Looking at his students’ test scores a few years back, third-grade teacher Ananth Pai had an epiphany. The kids were all approximately the same age, but scores ranging from the 10th percentile to the 90th meant they were achieving at very different grade levels.
He needed to reach each on his or her level, but there were 20 of them and one of him. Even at that relatively generous student-teacher ratio, differentiation — the practice of tailoring lessons to pupils — seemed impossible without technology.
His district, White Bear Lake Area Schools, offered him a whiteboard, but Pai had other ideas. “That’s technology for the teacher,” he explains in a new, 13-minute video produced by the St. Paul-based think-tank Education Evolving (EE). “I want technology for the students.”
When the district declined to give him the $6,000 it would have spent on the board, Pai, an Indian immigrant, and his wife came up with some and secured a matching grant from his wife’s employer. He bought seven laptops, two desktops, 11 Nintendo DSs and 21 digital voice recorders.
Then he collected the best games for math, reading, vocabulary, geography and other subjects available online and from game creators and created a digital profile for every kid in his class. Suddenly, kids were engaged — absorbed, actually, in getting to the games’ next levels. Voila! — instant differentiation.
In each of the next three years, his students’ growth doubled or even tripled.

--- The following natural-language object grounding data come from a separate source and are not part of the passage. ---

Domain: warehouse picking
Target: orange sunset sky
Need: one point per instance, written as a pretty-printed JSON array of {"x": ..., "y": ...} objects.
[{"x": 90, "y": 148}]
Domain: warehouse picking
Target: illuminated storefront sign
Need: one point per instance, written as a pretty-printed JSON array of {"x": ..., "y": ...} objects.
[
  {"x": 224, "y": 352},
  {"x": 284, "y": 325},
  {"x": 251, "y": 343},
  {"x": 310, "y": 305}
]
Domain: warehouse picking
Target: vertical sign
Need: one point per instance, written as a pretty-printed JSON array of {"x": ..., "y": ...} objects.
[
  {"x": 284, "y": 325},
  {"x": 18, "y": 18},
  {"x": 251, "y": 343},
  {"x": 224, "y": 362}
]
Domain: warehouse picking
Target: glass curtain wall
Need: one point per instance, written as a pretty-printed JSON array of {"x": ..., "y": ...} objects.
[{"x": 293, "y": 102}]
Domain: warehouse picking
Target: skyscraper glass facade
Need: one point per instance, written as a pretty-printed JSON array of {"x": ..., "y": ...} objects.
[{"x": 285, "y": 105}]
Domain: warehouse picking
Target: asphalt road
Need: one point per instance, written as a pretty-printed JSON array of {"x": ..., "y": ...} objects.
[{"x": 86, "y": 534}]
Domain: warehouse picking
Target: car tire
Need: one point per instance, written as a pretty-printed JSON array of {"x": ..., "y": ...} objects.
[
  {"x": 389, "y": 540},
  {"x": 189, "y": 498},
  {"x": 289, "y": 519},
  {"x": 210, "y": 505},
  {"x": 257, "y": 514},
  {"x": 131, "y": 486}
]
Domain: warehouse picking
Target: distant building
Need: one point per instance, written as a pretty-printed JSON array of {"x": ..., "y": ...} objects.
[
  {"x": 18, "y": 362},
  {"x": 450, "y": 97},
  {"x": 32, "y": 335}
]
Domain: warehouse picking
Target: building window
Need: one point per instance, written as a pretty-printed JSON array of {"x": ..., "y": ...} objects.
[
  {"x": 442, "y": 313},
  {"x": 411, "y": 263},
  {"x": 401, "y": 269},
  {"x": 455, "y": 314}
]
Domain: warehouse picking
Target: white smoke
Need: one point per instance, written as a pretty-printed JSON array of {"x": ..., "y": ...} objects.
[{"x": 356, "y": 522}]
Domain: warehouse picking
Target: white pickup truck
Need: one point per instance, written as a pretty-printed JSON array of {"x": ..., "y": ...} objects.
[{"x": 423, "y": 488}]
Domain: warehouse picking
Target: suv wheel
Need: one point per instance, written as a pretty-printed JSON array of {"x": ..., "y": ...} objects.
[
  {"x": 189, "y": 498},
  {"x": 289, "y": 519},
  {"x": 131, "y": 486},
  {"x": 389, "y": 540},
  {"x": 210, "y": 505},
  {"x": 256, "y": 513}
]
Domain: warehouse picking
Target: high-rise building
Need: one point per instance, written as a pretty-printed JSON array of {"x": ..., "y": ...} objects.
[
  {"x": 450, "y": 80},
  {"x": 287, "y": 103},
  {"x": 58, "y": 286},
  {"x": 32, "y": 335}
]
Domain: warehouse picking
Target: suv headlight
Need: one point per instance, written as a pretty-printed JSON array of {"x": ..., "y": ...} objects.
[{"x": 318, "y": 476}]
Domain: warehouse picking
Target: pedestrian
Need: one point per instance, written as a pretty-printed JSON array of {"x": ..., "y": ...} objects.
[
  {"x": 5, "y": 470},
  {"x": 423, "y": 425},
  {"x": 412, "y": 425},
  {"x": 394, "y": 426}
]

More than 200 visitors — national media, state lawmakers, functionaries from the Minnesota Department of Education — came to watch the fun. Still others visited the class virtually; some signed a student petition calling for technology for all.
And why wouldn’t they? Pai’s work brilliantly showcased the potential for some of the ideas currently generating the most buzz in education policy circles: Blended learning, personalized learning, data-driven instruction.

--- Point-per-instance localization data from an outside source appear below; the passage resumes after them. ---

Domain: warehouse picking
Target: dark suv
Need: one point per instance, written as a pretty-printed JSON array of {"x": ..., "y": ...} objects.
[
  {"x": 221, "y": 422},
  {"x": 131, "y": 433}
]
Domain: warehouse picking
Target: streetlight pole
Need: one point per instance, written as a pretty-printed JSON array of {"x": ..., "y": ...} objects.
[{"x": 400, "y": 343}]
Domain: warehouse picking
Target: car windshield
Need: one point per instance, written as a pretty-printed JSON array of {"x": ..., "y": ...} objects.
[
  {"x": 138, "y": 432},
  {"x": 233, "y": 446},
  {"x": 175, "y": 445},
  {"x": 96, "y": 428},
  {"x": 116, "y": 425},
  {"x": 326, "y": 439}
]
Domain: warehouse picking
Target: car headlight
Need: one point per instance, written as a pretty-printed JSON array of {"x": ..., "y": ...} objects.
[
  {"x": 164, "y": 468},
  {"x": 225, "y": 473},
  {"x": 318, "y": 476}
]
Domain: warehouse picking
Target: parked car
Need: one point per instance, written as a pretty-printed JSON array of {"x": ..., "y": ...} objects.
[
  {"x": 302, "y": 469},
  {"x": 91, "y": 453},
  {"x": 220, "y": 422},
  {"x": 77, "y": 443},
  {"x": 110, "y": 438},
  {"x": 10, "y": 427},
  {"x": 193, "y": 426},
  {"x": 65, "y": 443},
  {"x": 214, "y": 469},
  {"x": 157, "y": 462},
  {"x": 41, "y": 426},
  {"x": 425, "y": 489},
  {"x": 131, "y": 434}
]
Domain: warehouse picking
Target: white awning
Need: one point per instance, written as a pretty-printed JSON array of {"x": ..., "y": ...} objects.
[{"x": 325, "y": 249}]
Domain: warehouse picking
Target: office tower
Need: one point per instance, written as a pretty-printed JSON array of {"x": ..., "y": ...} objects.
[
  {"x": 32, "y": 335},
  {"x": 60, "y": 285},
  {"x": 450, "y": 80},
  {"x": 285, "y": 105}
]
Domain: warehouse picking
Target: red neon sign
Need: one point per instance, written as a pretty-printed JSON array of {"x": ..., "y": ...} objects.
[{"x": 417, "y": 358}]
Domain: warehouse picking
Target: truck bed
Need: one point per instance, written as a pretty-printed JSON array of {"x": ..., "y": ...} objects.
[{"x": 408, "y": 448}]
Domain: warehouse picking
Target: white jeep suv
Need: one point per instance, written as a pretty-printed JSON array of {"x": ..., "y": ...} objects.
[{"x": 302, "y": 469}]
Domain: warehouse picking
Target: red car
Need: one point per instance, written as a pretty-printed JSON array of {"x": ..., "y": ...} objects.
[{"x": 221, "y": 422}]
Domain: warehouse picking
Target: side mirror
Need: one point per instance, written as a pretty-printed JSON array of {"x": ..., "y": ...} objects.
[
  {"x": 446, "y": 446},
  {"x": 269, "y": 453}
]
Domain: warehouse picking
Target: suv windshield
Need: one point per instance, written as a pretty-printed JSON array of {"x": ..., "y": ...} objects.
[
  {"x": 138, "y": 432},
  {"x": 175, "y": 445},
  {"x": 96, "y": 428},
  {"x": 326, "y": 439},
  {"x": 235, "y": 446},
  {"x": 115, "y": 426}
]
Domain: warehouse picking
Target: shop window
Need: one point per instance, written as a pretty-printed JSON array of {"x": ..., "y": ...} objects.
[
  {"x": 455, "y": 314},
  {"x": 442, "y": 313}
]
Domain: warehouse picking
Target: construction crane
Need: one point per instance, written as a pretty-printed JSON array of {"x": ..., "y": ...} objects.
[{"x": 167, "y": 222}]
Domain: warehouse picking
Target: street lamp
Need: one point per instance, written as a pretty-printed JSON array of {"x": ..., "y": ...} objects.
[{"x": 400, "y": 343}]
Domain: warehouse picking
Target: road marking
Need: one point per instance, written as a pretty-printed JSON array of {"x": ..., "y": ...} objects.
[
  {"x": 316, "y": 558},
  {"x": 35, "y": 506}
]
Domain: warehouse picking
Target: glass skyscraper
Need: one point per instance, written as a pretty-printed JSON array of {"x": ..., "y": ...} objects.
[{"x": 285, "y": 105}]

You can guess where this is going, right? A GameBoy in every cubby! Minecraft in every geography class!
Wrong. Pai’s brave experiment is fun to hear about, but the point of the EE video is that organizations resist change. (And the nonprofit is very careful to note that the resistance in this story does not accrue to a school, district or agency; it’s a systemic issue.)
“If this was business, there would be people making deals with me,” an emotional Pai tells the camera. “As a young man who had odds of everything in life going against me, starting where I said I started. And to come to the United States from which bags of food used to come to my school when I was a child, that had the stamp USA on it, and to find this kind of bureaucratic apathy is stunning.”
The video is well worth a watch, particularly because its point is not that technology will save the day for all. Rather it advocates a “Split Screen” approach, “working simultaneously to develop new and different models of school while continuing also to do everything possible to improve the existing schools in the traditional district sector.”
The last few moments wade into truly subversive territory: The charter law is an opportunity for teachers, it posits, and their unions.